# Home Search Assistant and CWS_NS3



## Puritan Sailor (Sep 24, 2004)

Alright PC guru's. I've been trying to get rid of this spyware now for a couple months. I have Spy Sweeper and it seems to have no trouble getting rid of other programs but this CWS_NS3, and it's other popular name Home Search Assistant, just will not go away. Any ideas? I think I will try to swith my browser to Firefox soon. But that won't take away the spyware that's already in my pc. Any help would be nice since not even the good pc sites seem to have any good ways to get rid of it. Do I simply have to reformat my hard drive and start over?


----------



## fredtgreco (Sep 24, 2004)

Did you try Spybot Search and Destroy?
http://users.telenet.be/hestia/spybotsd13.exe

Ad Aware?
http://www.lavasoft.de/software/adaware/

Ad Aware Away:
http://adwareaway.com/

Spyremover:
http://itcompany.com/remover.htm

Giant AntiSpyware
http://giantcompany.com/(djria245spevw145oitewx55)/default.aspx

Spyware Doctor:
http://dl3.pctools.com/downloads/sdtrial.exe

Browser Hijack Recover:
http://www.wamasoft.com/hijack/

SpywareBlaster - http://www.javacoolsoftware.com/spywareblaster.html

IE Hijack remover might also do the trick. I think you can get a fully functional trial version here:
http://software-innovators.com/products.asp

The other and better thing to do instead of reformatting is to do a system restore to a time before this happened. The System restore basically reloads an older version of your system registry without the malware.


----------



## daveb (Sep 24, 2004)

I would second trying the programs Fred suggested. Getting rid of this particular spyware might be tricky. It seems to fool some A/V and spyware removal programs (I have heard running them in safe mode might help but I cannot verify this). You might have to do a system restore if the above programs will not work.

Also you can try running this: http://tools.radiosplace.com/HijackThis.exe (right click and save)

It will report a number of things on your system but they might not all be bad but from the sounds of it some will. Look for things that are unusual in that list (not programs you actually have) by saving the log file.
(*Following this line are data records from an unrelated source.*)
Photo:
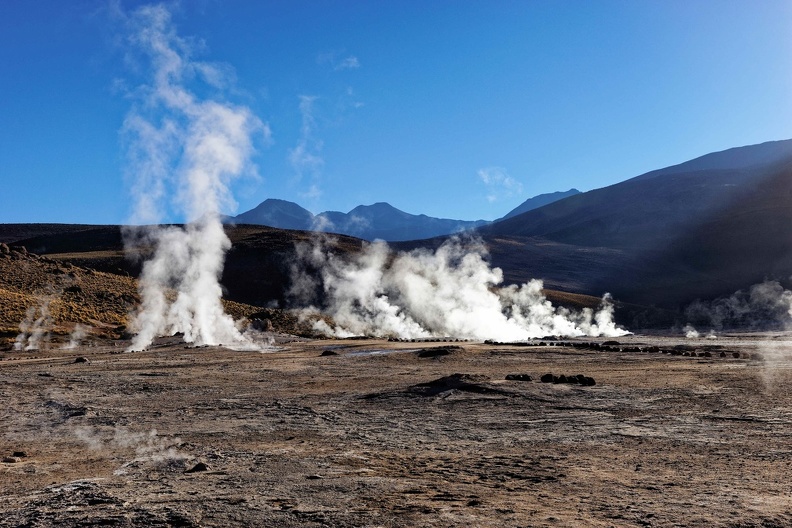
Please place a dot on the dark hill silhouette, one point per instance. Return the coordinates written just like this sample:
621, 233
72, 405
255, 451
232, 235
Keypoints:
699, 229
540, 201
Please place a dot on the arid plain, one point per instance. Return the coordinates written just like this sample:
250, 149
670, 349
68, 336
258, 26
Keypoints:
675, 432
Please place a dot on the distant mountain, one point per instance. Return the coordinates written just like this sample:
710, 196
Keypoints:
703, 228
277, 213
380, 220
540, 201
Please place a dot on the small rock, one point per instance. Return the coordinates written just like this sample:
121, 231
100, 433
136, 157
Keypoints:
200, 466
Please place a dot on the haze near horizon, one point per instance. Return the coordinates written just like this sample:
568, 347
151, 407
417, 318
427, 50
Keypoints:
455, 111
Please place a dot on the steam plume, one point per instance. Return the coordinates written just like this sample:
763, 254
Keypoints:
449, 292
191, 149
34, 330
764, 306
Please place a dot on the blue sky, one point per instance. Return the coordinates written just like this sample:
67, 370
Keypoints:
453, 109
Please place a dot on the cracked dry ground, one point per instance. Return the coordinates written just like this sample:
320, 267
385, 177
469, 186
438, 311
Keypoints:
378, 436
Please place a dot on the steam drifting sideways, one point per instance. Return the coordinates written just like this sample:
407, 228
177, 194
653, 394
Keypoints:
451, 292
185, 152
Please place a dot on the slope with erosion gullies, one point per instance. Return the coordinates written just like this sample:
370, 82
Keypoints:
256, 270
54, 295
257, 267
662, 240
33, 287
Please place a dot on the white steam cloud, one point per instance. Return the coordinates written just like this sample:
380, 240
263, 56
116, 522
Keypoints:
764, 306
185, 152
451, 292
34, 330
77, 336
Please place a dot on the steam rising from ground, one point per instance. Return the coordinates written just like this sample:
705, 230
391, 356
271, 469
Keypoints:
34, 330
148, 447
188, 149
764, 306
449, 292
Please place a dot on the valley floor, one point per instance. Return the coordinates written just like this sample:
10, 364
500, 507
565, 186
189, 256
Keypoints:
374, 434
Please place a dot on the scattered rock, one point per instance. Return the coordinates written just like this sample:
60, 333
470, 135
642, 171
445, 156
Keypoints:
578, 379
438, 351
460, 382
200, 466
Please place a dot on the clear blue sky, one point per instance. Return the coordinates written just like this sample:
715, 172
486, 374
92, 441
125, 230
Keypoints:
455, 109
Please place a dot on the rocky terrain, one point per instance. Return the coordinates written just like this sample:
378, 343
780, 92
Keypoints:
371, 433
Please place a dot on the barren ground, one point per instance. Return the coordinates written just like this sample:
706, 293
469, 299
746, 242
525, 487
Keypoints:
293, 438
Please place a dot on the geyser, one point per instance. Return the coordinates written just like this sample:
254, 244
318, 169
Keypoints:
450, 292
185, 152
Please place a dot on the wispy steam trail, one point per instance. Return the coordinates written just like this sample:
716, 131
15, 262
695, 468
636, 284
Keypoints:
186, 151
449, 292
34, 331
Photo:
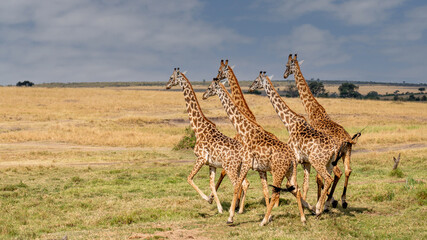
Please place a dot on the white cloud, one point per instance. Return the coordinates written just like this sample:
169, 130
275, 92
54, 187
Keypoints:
354, 12
83, 40
319, 47
411, 29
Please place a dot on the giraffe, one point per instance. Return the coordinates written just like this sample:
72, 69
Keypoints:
312, 147
212, 147
260, 152
321, 121
226, 72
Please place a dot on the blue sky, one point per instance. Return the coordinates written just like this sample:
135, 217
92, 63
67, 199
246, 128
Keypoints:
100, 40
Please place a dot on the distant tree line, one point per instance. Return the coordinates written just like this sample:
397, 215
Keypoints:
25, 83
349, 90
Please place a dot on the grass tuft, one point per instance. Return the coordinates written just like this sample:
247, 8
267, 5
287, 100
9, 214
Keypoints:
396, 173
188, 141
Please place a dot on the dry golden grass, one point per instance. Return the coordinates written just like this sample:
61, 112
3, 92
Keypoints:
96, 163
148, 118
381, 89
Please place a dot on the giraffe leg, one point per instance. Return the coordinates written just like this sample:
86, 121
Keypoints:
325, 174
263, 176
274, 198
243, 172
331, 200
245, 186
199, 164
319, 181
221, 177
212, 185
305, 184
347, 175
291, 175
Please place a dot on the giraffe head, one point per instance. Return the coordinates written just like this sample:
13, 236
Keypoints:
211, 91
258, 83
174, 79
224, 70
290, 66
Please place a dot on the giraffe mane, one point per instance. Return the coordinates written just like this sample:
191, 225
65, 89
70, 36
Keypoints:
197, 101
234, 103
240, 90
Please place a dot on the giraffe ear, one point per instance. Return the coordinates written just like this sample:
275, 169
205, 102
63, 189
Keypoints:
224, 81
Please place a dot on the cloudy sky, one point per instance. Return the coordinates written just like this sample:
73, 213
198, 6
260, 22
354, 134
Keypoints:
143, 40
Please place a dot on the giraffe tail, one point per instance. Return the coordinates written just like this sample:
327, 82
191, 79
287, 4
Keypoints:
355, 137
277, 189
340, 152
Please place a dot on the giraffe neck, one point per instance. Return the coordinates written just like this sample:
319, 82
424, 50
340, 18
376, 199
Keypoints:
238, 97
288, 117
198, 120
243, 125
312, 107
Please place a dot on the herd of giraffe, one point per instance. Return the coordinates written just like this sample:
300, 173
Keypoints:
318, 143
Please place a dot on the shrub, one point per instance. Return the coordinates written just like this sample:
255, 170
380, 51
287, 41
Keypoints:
255, 92
349, 90
188, 141
372, 95
396, 173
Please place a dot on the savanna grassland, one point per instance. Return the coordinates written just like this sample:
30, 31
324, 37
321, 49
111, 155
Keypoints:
97, 163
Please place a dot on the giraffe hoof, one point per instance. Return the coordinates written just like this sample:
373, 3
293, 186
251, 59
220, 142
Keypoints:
334, 203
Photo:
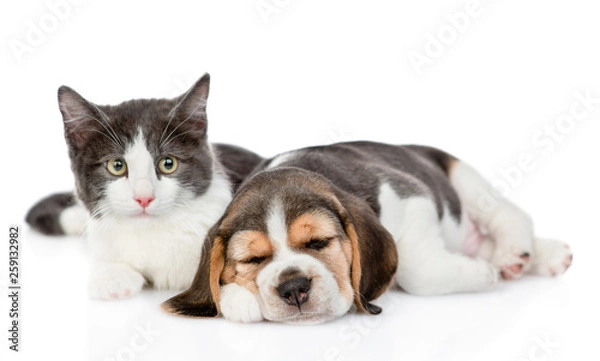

If you are unsure as to what might be bad post the log and I will look at it.


----------



## Puritan Sailor (Sep 27, 2004)

Well, apparently I messed something up. I used CWShredder and it found some stuff and removed it. Then it recommended updating windows, so I tried that and the program froze. Then I updated my spysweeper but it still wasn't able to remove the spyware entirely. But to top it all off, I rebooted, and now my computer is wacky. The graphics are now at 16 bit and I have no mouse function anymore. My mouse is there when I reboot to safe mode, but not the normal mode. I'm currently reinstalling Windows ME to see if it fixes those new problems. I'm at work right now so I won't know if it's fixed or not til I get home in the morning. If I can get my computer to work again I'll try out those websites.


----------



## Presbyrino (Sep 27, 2004)

Patrick,

Some spyware is very tricky to get rid of. Reinstalling windows will clear your registry, but it will still leave the spyware files on your machine. For some spyware that is difficult to track down and remove, the best bet (unfortunately) is to reformat and reinstall.

If you can, you should upgrade to WindowsXP. XP has a neat feature of being able to restore your computer to previous dates. For example, if you install a program that breaks something on your computer, then you can restore to a previous time from the suspect program installation. This is a very handy feature and a life saver. 

Also, start using FireFox asap.


----------



## daveb (Sep 27, 2004)

Patrick,

Sorry to hear things have gone sour. I would also recommend a format if you are able to (make sure you back up all your files though!). That would ensure that the spyware is completely removed and it could be the most painless way to go about it.


----------



## Puritan Sailor (Sep 29, 2004)

Well, my Wndows was reinstalled, but apparently there was some quircks, because now my windows explorer keeps freezing up when I look for programs. I'll try a couple more things, but it looks like I may have to reformat...


----------